Eosinophil-mediated suppression and anti–IL-5 enhancement of plasmacytoid dendritic cell interferon responses in asthma

免疫学 嗜酸性粒细胞 干扰素 γ干扰素 医学 浆细胞样树突状细胞 树突状细胞 免疫系统 干扰素γ 哮喘
作者
Kimberly A. Dill‐McFarland,Justin T. Schwartz,Hongfang Zhao,Baomei Shao,Patricia C. Fulkerson,Matthew C. Altman,Michelle A. Gill
出处
期刊:The Journal of Allergy and Clinical Immunology [Elsevier]
卷期号:150 (3): 666-675 被引量:25
标识
DOI:10.1016/j.jaci.2022.03.025
摘要

Background

Virus-induced IFN-α secretion by plasmacytoid dendritic cells (pDCs) is negatively impacted by IgE and has been linked to asthma exacerbations. Eosinophils, another contributor to type 2 inflammation, are also associated with asthma severity.

Objective

We sought to investigate the impact of eosinophils on pDC antiviral interferon responses and determine whether anti–IL-5/5Rα therapy enhances pDC antiviral function.

Methods

Blood pDCs purified from anonymous donors were stimulated in vitro with rhinovirus (RV)-16 in the presence or absence of eosinophils/eosinophil supernatants.
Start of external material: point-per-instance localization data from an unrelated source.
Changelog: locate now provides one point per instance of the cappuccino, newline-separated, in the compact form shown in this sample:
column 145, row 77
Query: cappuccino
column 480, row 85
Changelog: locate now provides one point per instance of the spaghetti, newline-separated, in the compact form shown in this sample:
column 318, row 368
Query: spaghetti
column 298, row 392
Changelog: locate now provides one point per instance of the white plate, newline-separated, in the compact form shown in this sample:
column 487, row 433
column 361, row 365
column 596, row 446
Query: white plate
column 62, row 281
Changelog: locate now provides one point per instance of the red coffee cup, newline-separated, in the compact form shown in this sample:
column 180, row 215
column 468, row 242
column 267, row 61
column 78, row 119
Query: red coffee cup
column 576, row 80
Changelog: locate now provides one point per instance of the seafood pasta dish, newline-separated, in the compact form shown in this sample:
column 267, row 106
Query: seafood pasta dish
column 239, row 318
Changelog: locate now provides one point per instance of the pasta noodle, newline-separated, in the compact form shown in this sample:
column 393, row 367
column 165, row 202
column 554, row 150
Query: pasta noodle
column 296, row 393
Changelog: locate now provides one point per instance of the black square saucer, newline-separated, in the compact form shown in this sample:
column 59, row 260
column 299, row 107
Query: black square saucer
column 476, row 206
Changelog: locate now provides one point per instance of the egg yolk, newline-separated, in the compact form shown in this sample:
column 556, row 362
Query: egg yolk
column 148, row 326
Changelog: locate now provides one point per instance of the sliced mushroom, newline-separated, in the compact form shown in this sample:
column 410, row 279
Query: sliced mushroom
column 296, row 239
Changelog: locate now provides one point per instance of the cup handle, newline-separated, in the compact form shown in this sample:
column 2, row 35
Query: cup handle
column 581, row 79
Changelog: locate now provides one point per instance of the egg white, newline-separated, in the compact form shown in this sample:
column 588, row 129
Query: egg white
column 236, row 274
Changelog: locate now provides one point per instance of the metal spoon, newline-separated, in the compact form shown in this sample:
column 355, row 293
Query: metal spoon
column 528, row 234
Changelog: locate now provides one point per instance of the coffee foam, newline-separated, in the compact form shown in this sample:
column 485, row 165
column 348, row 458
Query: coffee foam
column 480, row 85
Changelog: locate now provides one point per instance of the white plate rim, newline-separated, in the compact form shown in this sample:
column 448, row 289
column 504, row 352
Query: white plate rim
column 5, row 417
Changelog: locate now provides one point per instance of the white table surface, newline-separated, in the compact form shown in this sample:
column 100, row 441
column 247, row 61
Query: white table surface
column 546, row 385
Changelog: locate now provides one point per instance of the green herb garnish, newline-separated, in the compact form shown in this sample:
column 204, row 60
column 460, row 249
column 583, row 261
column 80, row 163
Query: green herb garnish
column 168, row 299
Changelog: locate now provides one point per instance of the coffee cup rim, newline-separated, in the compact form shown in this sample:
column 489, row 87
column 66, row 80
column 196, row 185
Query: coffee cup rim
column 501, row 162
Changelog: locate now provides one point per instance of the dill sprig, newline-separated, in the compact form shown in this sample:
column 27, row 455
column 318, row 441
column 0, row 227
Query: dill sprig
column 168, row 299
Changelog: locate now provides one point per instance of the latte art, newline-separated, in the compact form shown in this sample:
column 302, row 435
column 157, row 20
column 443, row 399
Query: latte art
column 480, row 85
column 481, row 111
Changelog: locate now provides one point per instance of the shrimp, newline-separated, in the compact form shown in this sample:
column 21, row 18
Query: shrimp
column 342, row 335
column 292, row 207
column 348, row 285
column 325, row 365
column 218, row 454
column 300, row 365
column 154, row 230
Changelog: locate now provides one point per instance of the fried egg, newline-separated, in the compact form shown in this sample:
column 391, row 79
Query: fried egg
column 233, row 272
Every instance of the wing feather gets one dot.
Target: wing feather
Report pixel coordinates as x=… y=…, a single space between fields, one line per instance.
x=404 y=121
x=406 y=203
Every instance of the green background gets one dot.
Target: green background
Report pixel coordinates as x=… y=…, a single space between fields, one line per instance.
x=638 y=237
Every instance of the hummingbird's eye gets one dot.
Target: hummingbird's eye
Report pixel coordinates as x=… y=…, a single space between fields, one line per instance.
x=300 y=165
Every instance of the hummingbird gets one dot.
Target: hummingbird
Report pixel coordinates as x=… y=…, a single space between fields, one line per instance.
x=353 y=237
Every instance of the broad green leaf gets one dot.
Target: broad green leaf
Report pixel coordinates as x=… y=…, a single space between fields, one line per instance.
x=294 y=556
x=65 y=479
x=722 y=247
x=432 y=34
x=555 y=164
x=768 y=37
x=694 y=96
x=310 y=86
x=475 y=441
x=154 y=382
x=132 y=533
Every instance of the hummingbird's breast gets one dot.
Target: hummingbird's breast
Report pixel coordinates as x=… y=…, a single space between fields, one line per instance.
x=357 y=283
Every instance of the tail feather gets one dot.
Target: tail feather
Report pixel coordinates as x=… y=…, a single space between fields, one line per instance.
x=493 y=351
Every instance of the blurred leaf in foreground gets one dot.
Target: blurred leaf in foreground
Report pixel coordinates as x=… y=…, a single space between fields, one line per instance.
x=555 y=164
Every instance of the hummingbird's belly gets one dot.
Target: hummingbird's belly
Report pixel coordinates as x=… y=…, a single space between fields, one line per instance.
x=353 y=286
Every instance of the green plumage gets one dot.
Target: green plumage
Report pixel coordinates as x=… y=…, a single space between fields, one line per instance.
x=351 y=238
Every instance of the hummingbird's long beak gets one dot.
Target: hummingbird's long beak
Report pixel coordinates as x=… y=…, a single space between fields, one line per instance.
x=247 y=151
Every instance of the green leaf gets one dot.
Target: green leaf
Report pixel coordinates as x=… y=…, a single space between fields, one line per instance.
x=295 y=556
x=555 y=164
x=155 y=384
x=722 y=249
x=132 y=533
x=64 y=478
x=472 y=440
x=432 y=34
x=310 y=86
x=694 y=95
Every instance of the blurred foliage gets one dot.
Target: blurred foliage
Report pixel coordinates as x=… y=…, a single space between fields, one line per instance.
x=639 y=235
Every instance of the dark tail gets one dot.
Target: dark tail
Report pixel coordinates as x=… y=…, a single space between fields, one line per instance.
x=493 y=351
IFN-α was measured in supernatants and RNA collected for bulk RNA-sequencing. Next, purified pDCs from 8 individuals with moderate to severe asthma, treated or not treated with anti–IL-5/5Rα therapy, were cultured ex vivo with or without RV; IFN-α secretion and differential gene expression analysis were compared between groups.

Results

Exposure to either eosinophils or eosinophil supernatants inhibited RV-induced pDC IFN-α secretion in a dose-dependent manner and did not impact pDC viability. Eosinophil-derived neurotoxin and TGF-β partially recapitulated pDC IFN-α inhibition. Transcriptome analysis revealed global repression of pDC interferon response patterns by eosinophils, most notably in basal expression of interferon-stimulated genes. Increased RV-induced IFN-α secretion and transcription as well as increased basal interferon-stimulated gene expression was detected in pDCs from participants treated with anti–IL-5/5Rα therapy.

Conclusions

Our findings highlight a novel mechanism through which type 2 inflammation regulates pDC IFN-α responses relevant to RV respiratory infections in the context of eosinophilic airway disease, suggesting a potential mechanism through which eosinophil-depleting therapies may reduce severity of RV illnesses.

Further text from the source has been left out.